Note that for finite N, under a symmetric equilibrium strategy, the tagged customer must see constant cost at all times along the support of other customers arrival distribution. Figure 4 suggests that to achieve this, customers must put relatively less weight towards the end of their support compared to asymptotic equilibrium strategy.

Case 2

Here, the customers arrive at deterministic equi-spaced time intervals - Customer i for i = 1, 2, ..., N arrives at

$$ \left (-\frac{N \beta}{\alpha \mu} + \frac{1}{2 \mu}\frac{(\alpha+\beta)}{\alpha} + \frac{(i-1)}{\mu}\frac{(\alpha+\beta)}{\alpha} \right ). $$

All parameter values are as in Case 1. The service times are assumed to be uniformly distributed between [1/2, 3/2] ( so their variance equals 1/12 as compared to variance of 1 in Case 1). This may be more realistic in many applications (such as concert or cafeteria queues) where the service times show little variability. Figure 5 shows the normalized expected cost for the tagged customer as a function of her normalized arrival time as in Case 1. As expected, the convergence to 1 is much faster in this case. Note that for small values of N, the normalized cost may actually be less than 1 for tagged customers arrival at times that are just before the next arrival in the deterministic arrival grid. Also, for the case N = 10, to understand the decrease in the normalized cost experienced by the tagged customer arriving at normalized time 0.95 as compared to normalized time 1, note that the last arrival in the deterministic arrival grid occurs at normalized time 0.925. Proximity to this arrival then leads to higher waiting and hence overall cost to the tagged customer at normalized time 0.95 as compared to the tagged customer that arrives at normalized time 1.

Fig. 5
figure 5

We consider N single class customers with α = 2, β = 1, service times are uniformly distributed between [1/2, 3/2]. Customers arrive at deterministic equally spaced intervals. The graph shows the expected cost of a customer arriving to this queue at different times. Cost and time are normalized by dividing by N

8 Conclusion

In this paper we considered the queueing problem that may arise in settings such as concert and movie theaters, cafeterias, DMV offices, Black Friday shopping queues, etc., where a large number of customers may queue up before a facility that opens for service at a particular time. The customers strategically select their arrival time distributions to trade-off waiting time in queue with costs due to late arrival. We developed a queueing framework for this problem for which we identified the fluid limit. We observed that the fluid limit allows a great deal of tractability in analyzing the strategic arrival problem faced by each customer. We identified the unique arrival profile for each customer class in equilibrium, and showed that the price of anarchy equals 2 in the single-class model while it varies around this value in the multiclass case. We further discussed structural changes in the queueing discipline and simple pricing schemes that can be used to reduce the price of anarchy. We also demonstrated through a simple numerical example that the proposed asymptotic equilibrium arrival profiles may be may be close to equilibrium in the finite-N queue, for N reasonably large.

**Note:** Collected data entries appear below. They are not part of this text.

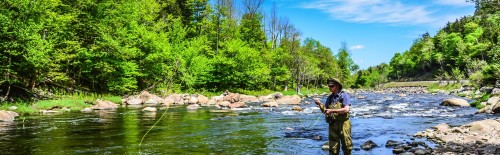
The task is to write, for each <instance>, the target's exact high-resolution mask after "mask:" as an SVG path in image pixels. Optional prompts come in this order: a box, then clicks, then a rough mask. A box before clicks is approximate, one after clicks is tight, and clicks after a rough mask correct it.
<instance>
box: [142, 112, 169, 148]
mask: <svg viewBox="0 0 500 155" xmlns="http://www.w3.org/2000/svg"><path fill="white" fill-rule="evenodd" d="M169 108H170V106H167V109H165V112H163V114H162V115H161V117H160V118H159V119H158V120H157V121H156V122H155V124H153V126H151V127H150V128H149V130H148V131H147V132H146V133H145V134H144V136H142V139H141V142H140V143H139V152H141V145H142V141H143V140H144V138H145V137H146V135H148V133H149V131H151V130H152V129H153V128H154V127H155V126H156V124H158V122H160V120H161V119H162V118H163V116H165V114H167V111H168V109H169Z"/></svg>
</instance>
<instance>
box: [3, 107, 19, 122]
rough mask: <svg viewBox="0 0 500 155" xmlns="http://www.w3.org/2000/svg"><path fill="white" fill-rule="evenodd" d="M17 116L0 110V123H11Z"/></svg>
mask: <svg viewBox="0 0 500 155" xmlns="http://www.w3.org/2000/svg"><path fill="white" fill-rule="evenodd" d="M17 116H19V114H17V113H16V112H13V111H5V110H0V121H3V122H13V121H14V118H15V117H17Z"/></svg>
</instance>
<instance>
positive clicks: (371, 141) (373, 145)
mask: <svg viewBox="0 0 500 155" xmlns="http://www.w3.org/2000/svg"><path fill="white" fill-rule="evenodd" d="M377 146H378V145H377V144H375V142H373V141H372V140H368V141H366V142H365V143H363V144H361V149H363V150H365V151H368V150H371V149H373V148H375V147H377Z"/></svg>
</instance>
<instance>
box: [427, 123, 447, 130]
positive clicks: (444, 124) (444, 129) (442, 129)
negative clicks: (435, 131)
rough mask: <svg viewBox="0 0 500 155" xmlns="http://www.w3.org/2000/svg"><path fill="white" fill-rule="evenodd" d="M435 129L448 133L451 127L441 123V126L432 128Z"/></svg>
mask: <svg viewBox="0 0 500 155" xmlns="http://www.w3.org/2000/svg"><path fill="white" fill-rule="evenodd" d="M431 128H433V129H436V130H437V131H438V132H446V131H448V129H449V128H450V126H449V125H448V124H446V123H441V124H439V125H436V126H433V127H431Z"/></svg>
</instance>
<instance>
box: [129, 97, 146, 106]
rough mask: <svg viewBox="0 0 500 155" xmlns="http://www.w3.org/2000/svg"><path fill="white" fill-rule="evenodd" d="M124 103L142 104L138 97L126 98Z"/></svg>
mask: <svg viewBox="0 0 500 155" xmlns="http://www.w3.org/2000/svg"><path fill="white" fill-rule="evenodd" d="M126 103H127V104H129V105H139V104H142V100H141V99H139V98H133V99H130V100H127V102H126Z"/></svg>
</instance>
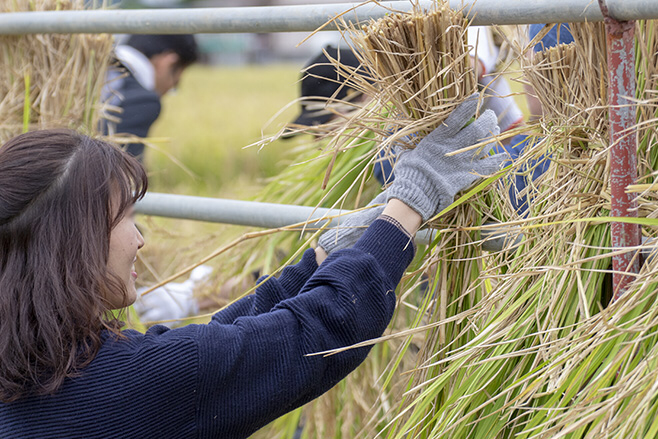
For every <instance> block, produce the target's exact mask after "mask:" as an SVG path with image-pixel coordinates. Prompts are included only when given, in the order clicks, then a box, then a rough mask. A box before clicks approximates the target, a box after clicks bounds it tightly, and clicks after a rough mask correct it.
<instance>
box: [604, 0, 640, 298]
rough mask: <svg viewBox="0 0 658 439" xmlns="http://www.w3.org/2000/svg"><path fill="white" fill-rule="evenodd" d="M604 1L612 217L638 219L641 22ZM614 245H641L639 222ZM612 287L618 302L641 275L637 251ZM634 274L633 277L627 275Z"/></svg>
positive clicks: (614, 232) (619, 258) (629, 225)
mask: <svg viewBox="0 0 658 439" xmlns="http://www.w3.org/2000/svg"><path fill="white" fill-rule="evenodd" d="M607 3H608V2H607V1H605V0H599V5H600V8H601V11H602V12H603V15H605V17H606V18H605V29H606V33H607V50H608V100H609V103H610V109H609V110H608V111H609V118H610V195H611V209H610V214H611V215H612V216H614V217H637V209H636V207H637V203H636V202H635V197H634V195H633V194H628V193H626V188H627V187H628V186H629V185H631V184H634V183H635V182H636V180H637V144H636V134H635V131H636V129H635V128H634V125H635V121H636V116H637V114H636V113H637V107H636V105H635V104H634V102H633V99H634V98H635V21H632V20H631V21H620V20H619V18H618V17H617V16H616V15H614V13H613V11H611V10H610V8H609V7H608V4H607ZM610 231H611V238H612V247H613V248H614V249H619V248H624V247H637V246H638V245H640V238H641V230H640V226H639V225H638V224H628V223H620V222H615V223H612V224H610ZM612 269H613V274H612V285H613V291H614V300H617V299H618V298H619V297H620V296H621V295H622V294H623V293H624V292H625V291H626V290H627V289H628V286H629V284H630V283H631V282H632V281H633V278H634V276H633V274H637V273H639V271H640V260H639V255H638V254H637V252H631V251H628V252H626V253H623V254H621V255H616V256H613V257H612ZM624 273H628V274H624Z"/></svg>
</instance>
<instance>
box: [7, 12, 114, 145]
mask: <svg viewBox="0 0 658 439" xmlns="http://www.w3.org/2000/svg"><path fill="white" fill-rule="evenodd" d="M84 3H85V2H84V1H83V0H35V1H30V2H16V1H14V0H0V12H25V11H47V10H71V9H83V8H84ZM0 47H1V48H2V50H0V64H2V69H0V143H2V142H4V141H6V140H8V139H10V138H11V137H13V136H15V135H17V134H20V133H21V132H25V131H28V130H32V129H44V128H54V127H68V128H72V129H80V130H83V131H85V132H87V133H93V132H94V131H95V130H96V127H97V124H98V118H99V111H98V110H99V109H100V103H99V99H100V94H101V88H102V86H103V83H104V80H105V71H106V69H107V66H108V65H109V58H110V52H111V49H112V37H111V36H110V35H106V34H104V35H103V34H99V35H55V34H47V35H24V36H0Z"/></svg>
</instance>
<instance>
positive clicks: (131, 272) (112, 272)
mask: <svg viewBox="0 0 658 439" xmlns="http://www.w3.org/2000/svg"><path fill="white" fill-rule="evenodd" d="M143 246H144V238H143V237H142V234H141V233H139V230H137V227H136V226H135V214H134V208H133V206H130V207H129V208H128V209H127V210H126V212H125V214H124V215H123V218H121V221H119V223H118V224H117V225H116V227H114V229H112V231H111V232H110V255H109V258H108V260H107V268H108V270H109V271H110V273H112V274H114V275H115V276H118V277H119V279H121V280H122V281H123V282H124V284H125V286H126V292H127V296H126V297H125V298H124V297H109V298H107V299H108V301H109V303H110V307H111V308H113V309H117V308H123V307H126V306H130V305H131V304H132V303H133V302H135V300H136V299H137V290H136V288H135V280H136V279H137V272H136V271H135V261H136V260H137V250H139V249H140V248H142V247H143Z"/></svg>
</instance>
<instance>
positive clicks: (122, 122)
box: [102, 35, 199, 161]
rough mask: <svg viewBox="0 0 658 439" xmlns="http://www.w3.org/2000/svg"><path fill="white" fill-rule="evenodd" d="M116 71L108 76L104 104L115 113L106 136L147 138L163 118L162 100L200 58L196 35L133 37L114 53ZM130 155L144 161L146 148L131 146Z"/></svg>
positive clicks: (134, 145)
mask: <svg viewBox="0 0 658 439" xmlns="http://www.w3.org/2000/svg"><path fill="white" fill-rule="evenodd" d="M114 53H115V58H116V61H117V66H116V68H114V69H112V70H111V71H110V72H109V74H108V80H107V85H106V87H105V89H104V90H103V100H104V101H105V102H107V103H108V104H109V105H111V106H113V107H114V109H110V110H109V111H108V113H109V114H108V116H110V117H111V118H112V121H105V122H104V125H103V126H102V130H103V132H104V134H107V135H115V134H129V135H133V136H137V137H147V136H148V133H149V129H150V128H151V125H153V123H154V122H155V121H156V120H157V118H158V116H159V115H160V109H161V103H160V98H162V96H164V95H165V94H166V93H168V92H169V91H170V90H172V89H174V88H175V87H176V86H177V85H178V83H179V81H180V79H181V77H182V75H183V73H184V72H185V69H187V67H189V66H190V65H192V64H193V63H195V62H196V61H197V60H198V58H199V53H198V48H197V43H196V40H195V39H194V36H193V35H130V36H129V37H128V38H127V39H126V40H125V42H123V43H122V44H119V45H117V46H116V47H115V49H114ZM126 150H127V151H128V153H129V154H131V155H132V156H134V157H137V158H138V159H139V160H140V161H141V160H143V155H144V144H142V143H130V144H128V145H127V146H126Z"/></svg>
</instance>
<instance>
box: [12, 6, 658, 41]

As part of future work, we plan to study the equilibrium properties of the fluid model under more general cost functions as well as study the model introduced here under the diffusion limit. Extension to multi-server queueing networks would also be of interest in many applications particularly communication networks. We hope that this analysis motivates further research in strategic analysis of queueing systems.